Actions of guanine nucleotides and cyclic nucleotides on calcium stores in single patch‐clamped smooth muscle cells from rabbit portal vein

Abstract

Single smooth muscle cells were obtained from the rabbit portal vein by enzymic digestion and membrane currents under voltage clamp measured by whole‐cell patch clamp technique. When held at depolarized potentials, spontaneous outward currents (STOCs) were discharged; it is likely that these represent the cyclical storage and release within the cell of calcium in relation to Ca‐activated K‐channels. Application of lower concentrations of carbachol (10⁻⁵m) or caffeine (10⁻³m) accelerated STOC discharge. Higher concentrations of caffeine (10⁻²m) or carbachol (10⁻⁴m), or noradrenaline (10⁻⁵m), produced an outward current of 1–5 nA which disappeared within 5–15 s and which was considered to result from the discharge of calcium stores; STOC discharge was abolished for a period. Ryanodine (10⁻⁵‐10⁻⁴m) or a non‐hydrolysable GTP analogue, GTPγS (10⁻⁵‐10⁻³m) introduced into the cell abolished STOC discharge within 2–5 min. STOCs were large in cells filled with GDPβS (10⁻³m) and the action of GTPγS introduced at various concentrations was antagonized. GTPγS (10⁻⁴‐10⁻³m) in the cell reduced or abolished outward current to caffeine (10⁻²m) noradrenaline (10⁻⁵m) or carbachol (10⁻⁴m); the effect on caffeine outward current was antagonized by GDPβS (10⁻³m) introduced into the cell. GDPβS reduced noradrenaline outward current but not caffeine outward current implying the existence of a G‐protein step in noradrenaline‐evoked Ca‐store release, possibly regulating phospholipase C enzyme activity and D‐myo inositol 1,4,5 trisphosphate formation.

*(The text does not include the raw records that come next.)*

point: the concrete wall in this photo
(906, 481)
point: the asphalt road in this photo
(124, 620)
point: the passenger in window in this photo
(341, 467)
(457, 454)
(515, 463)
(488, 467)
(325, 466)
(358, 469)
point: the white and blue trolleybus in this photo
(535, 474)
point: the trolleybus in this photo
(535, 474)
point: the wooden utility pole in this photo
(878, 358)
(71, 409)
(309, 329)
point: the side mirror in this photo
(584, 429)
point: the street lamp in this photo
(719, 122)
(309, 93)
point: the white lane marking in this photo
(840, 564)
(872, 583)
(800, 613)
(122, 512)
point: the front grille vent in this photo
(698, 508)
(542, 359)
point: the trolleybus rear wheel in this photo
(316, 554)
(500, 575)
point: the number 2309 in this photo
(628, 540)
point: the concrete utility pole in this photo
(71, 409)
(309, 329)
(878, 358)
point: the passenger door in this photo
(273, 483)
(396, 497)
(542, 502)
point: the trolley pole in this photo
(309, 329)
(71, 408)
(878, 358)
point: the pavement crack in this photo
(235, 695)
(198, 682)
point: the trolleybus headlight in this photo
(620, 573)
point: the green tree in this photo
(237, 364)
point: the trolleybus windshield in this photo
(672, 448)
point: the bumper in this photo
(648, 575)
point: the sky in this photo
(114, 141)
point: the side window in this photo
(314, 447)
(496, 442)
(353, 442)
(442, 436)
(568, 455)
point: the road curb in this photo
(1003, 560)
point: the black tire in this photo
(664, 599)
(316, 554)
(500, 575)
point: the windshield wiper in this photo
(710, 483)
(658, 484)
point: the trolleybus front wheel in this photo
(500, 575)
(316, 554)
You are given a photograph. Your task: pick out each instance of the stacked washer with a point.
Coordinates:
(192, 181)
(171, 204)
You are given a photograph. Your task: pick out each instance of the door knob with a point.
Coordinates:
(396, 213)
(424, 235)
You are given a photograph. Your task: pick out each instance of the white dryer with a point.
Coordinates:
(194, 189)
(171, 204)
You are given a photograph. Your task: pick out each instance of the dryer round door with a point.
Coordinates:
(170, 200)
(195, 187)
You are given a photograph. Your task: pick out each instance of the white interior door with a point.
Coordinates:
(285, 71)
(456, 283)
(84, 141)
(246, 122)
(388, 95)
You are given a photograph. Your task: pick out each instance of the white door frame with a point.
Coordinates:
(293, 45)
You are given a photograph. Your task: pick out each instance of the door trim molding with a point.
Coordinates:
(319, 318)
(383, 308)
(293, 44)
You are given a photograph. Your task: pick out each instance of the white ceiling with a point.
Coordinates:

If cyclic AMP (10⁻³m) or cyclic GMP (10⁻³m) was introduced into the cell, or 8‐bromo cyclic AMP (0.5 × 10⁻³m) or 8‐bromo cyclic GMP (0.5 × 10⁻³m) applied to the cell in the bathing solution, STOC discharge was only slightly affected. However, the outward current to caffeine applied after noradrenaline was much enhanced. The results could be explained if cyclic GMP and cyclic AMP enhance calcium storage whereas GTPγS depletes calcium stores, an action antagonized by GDPβS.